Dr. Baca sent the Cobbs a letter requesting payment on their outstanding account balances for treatment following the accident, which amounted to $3,485.00 on Christie’s account, and $1,415.00 on Jerry’s account, for a total of $4,900.00. In that letter, Dr. Baca gave the Cobbs until January 2, 2008, to contact his office regarding payment of the accounts or he would turn the accounts over to his collections attorney. On January 10, 2008, Creditors Financial Services, L.L.C., sent the Cobbs a letter demanding payment in the amount of $6,533.17; that letter did not contain an itemization of the charges.

*676 The following month, Baca Chiropractic filed a two-count petition against the Cobbs. Count I alleged that the Cobbs owed Baca Chiropractic $6,533.17, which included “reasonable collection fees,” and that both individuals should be held liable for the entire amount. Count II alleged that the Cobbs were unjustly enriched by accepting Dr. Baca’s treatment without submitting payment. Attached to the petition was the sworn affidavit of Dr. Baca averring that he had provided the requested services, that his fees were reasonable, and that the Cobbs refused to pay; an “itemized and true copy of the accounts]”; a “Doctor’s Lien” relating to Christie and a “Clinic Lien” relating to Jerry; health history questionnaires for both Cobbs; a request for Jerry’s medical records; and the two collection letters described supra.
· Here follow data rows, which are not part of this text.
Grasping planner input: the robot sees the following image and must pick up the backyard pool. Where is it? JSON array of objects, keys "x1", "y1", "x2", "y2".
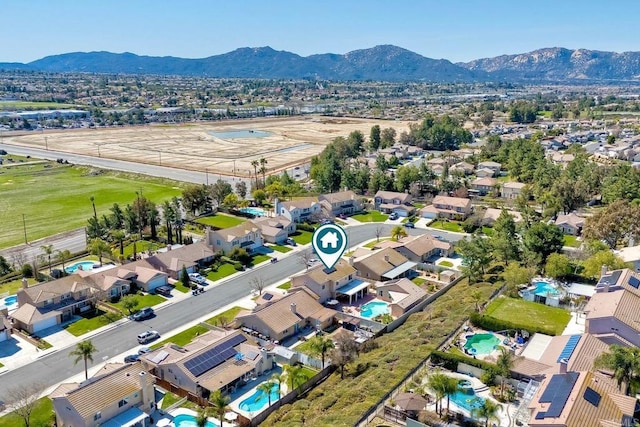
[
  {"x1": 239, "y1": 384, "x2": 280, "y2": 412},
  {"x1": 239, "y1": 208, "x2": 265, "y2": 216},
  {"x1": 360, "y1": 301, "x2": 389, "y2": 319},
  {"x1": 464, "y1": 334, "x2": 500, "y2": 354},
  {"x1": 64, "y1": 261, "x2": 96, "y2": 273}
]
In their answer, the Cobbs contended that the fees sought were unreasonable as the fees were the product of “price gouging,” that they were charged different rates before and after their accident, that Baca Chiropractic charged the higher rate after the accident because it “thought it could engage in price gouging,” that they were not made aware of the price difference until after their treatment, and that they would not have continued with treatment from Dr. Baca had they known about the increased prices.
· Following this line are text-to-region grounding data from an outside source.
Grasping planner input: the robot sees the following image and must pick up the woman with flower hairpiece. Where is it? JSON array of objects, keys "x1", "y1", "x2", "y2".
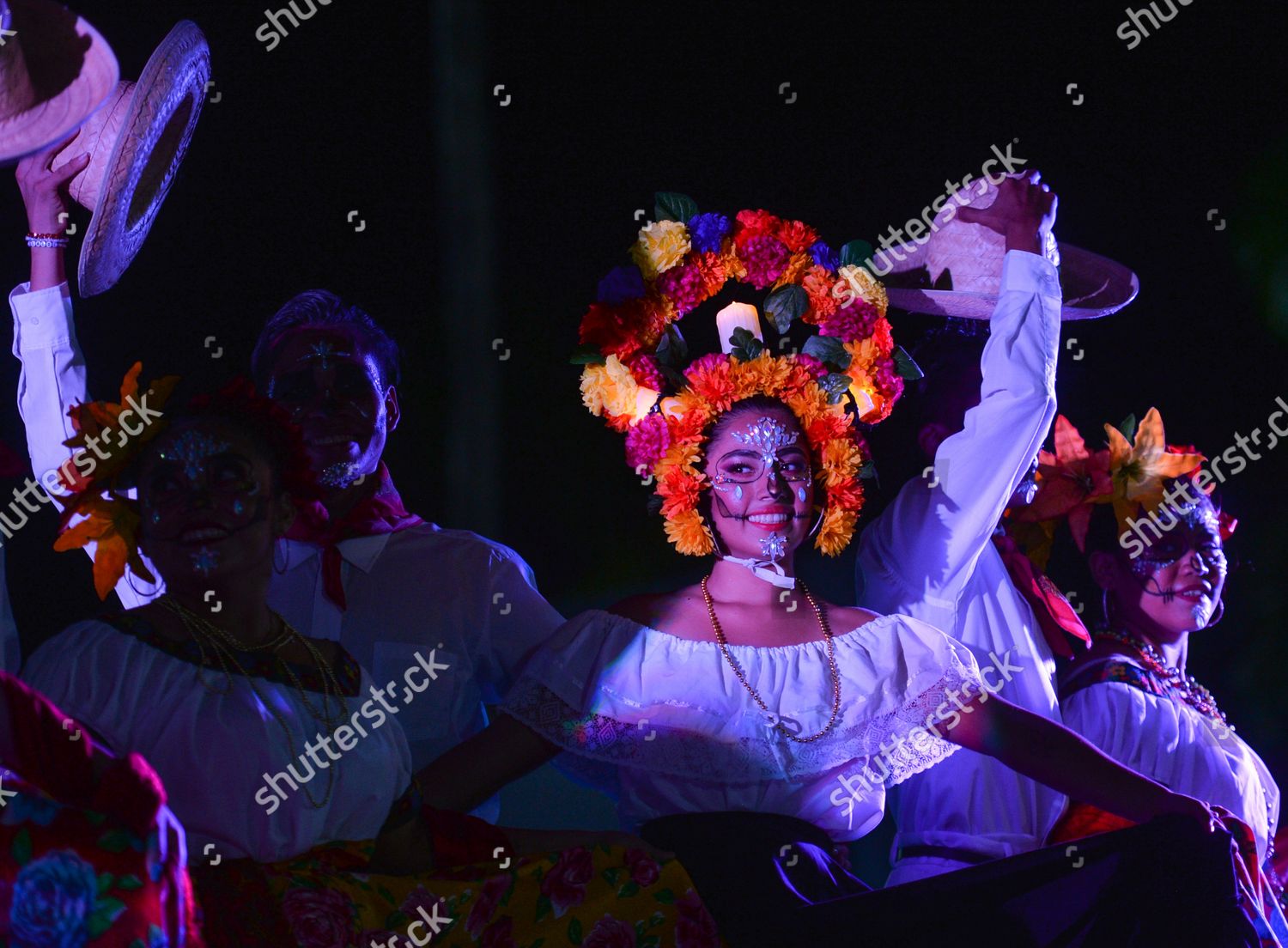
[
  {"x1": 397, "y1": 195, "x2": 1262, "y2": 945},
  {"x1": 20, "y1": 374, "x2": 706, "y2": 948},
  {"x1": 1020, "y1": 409, "x2": 1288, "y2": 945}
]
Baca Chiropractic then filed a motion for summary judgment, arguing that

[t]he [Cobbs] have admitted in their pleadings and in discovery that Baca offered and they accepted the services and they promised to pay the bill. They have not contradicted the reasonable charges affidavit. There is therefore no genuine issue of material fact and the Court should enter judgment in favor of [Baca Chiropractic] for the full amount due plus attorney fees.
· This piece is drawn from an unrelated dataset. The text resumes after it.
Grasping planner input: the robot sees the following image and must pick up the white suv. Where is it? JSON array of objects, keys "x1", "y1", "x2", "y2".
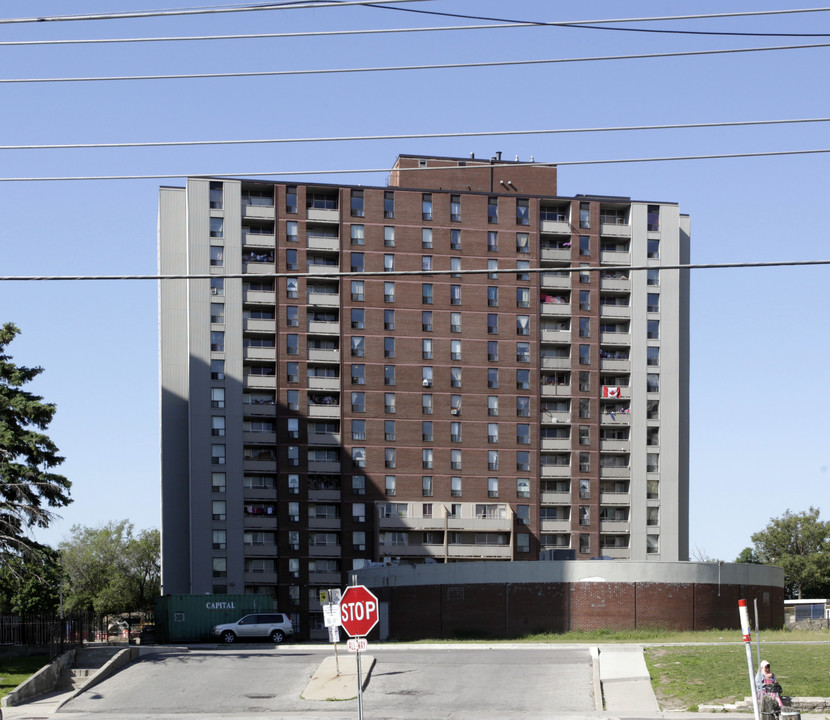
[{"x1": 213, "y1": 613, "x2": 294, "y2": 643}]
Baca Chiropractic went on to argue that, even though “[i]n their answer, the [Cobbs] denied that [the] charges are reasonable[, nevertheless they have not provided the affidavit required under § 490.525.2 to rebut the established presumption of reasonableness. 1 Because [Baca Chiropractic] has filed the required affidavit there is sufficient evidence to support that the charges were reasonable.” Accompanying Baca Chiropractic’s motion for summary judgment was “Plaintiffs Statement of Facts,” which alleged three facts: “1. [The Cobbs] requested that [Baca Chiropractic] provide them chiropractic services, and [Baca Chiropractic] provided said services to [the Cobbs]”; “2. [Baca Chiropractic’s] charges for said services were reasonable[;]” and “3. Said charges were not paid.” These facts were supported by citation to the pleadings, Dr. Baca’s affidavit, and deposition testimony of both Jerry and Christie, portions of which were also attached to the motion for summary judgment.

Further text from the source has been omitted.